Gradient Descent with ODEs

Python
Machine Learning
Statistics
Author

Demetri Pananos

Published

May 21, 2019

Gradient descent usually isn’t used to fit Ordinary Differential Equations (ODEs) to data (at least, that isn’t how the Applied Mathematics departments to which I have been a part have done it). Nevertheless, that doesn’t mean that it can’t be done. For some of my recent GSoC work, I’ve been investigating how to compute gradients of solutions to ODEs without access to the solution’s analytical form. In this blog post, I describe how these gradients can be computed and how they can be used to fit ODEs to synchronous data with gradient descent.

Up To Speed With ODEs

I realize not everyone might have studied ODEs. Here is everything you need to know:

A differential equation relates an unknown function \(y \in \mathbb{R}^n\) to it’s own derivative through a function \(f: \mathbb{R}^n \times \mathbb{R} \times \mathbb{R}^m \rightarrow \mathbb{R}^n\), which also depends on time \(t \in \mathbb{R}\) and possibly a set of parameters \(\theta \in \mathbb{R}^m\). We usually write ODEs as

\[y' = f(y,t,\theta) \quad y(t_0) = y_0\]
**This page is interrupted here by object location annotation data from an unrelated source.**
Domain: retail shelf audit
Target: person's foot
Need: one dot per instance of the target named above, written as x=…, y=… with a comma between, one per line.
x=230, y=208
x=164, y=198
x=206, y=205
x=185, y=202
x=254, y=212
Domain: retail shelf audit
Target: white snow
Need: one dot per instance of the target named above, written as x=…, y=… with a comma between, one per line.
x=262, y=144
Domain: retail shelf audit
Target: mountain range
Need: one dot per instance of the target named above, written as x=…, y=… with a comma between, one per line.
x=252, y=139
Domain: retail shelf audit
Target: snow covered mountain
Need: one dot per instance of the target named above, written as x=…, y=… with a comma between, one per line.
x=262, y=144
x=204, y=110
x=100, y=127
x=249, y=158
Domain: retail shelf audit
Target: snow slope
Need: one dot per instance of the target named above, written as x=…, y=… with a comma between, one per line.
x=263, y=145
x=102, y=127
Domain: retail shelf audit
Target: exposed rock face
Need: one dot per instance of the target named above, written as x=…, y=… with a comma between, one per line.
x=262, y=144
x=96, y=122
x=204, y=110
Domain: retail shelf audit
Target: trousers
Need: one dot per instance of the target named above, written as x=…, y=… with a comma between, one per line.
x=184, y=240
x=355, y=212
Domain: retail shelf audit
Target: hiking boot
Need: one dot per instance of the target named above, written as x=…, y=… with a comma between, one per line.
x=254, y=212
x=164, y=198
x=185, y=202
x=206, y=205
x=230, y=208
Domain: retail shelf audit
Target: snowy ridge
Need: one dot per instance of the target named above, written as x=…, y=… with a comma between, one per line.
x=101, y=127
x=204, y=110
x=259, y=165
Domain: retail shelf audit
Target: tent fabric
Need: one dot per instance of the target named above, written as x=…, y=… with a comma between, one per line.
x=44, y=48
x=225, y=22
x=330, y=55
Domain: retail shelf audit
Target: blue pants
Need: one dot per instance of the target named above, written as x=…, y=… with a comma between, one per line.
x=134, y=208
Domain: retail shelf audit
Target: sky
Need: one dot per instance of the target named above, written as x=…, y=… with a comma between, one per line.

Here, we refer to the vector \(y\) as “the system”, since the ODE above really defines a system of equations. The problem is usually equipped with an initial state of the system \(y(t_0) = y_0\) from which the system evolves forward in \(t\). Solutions to ODEs in analytic form are often very hard if not impossible, so most of the time we just numerically approximate the solution. It doesn’t matter how this is done because numerical integration is not the point of this post. If you’re interested, look up the class of Runge-Kutta methods.

Computing Gradients for ODEs

In this section, I’m going to be using derivative notation rather than \(\nabla\) for gradients. I think it is less ambiguous.

If we want to fit an ODE model to data by minimizing some loss function \(\mathcal{L}\), then gradient descent looks like

\[ \theta_{n+1} = \theta_n - \alpha \dfrac{\partial \mathcal{L}}{\partial \theta} \]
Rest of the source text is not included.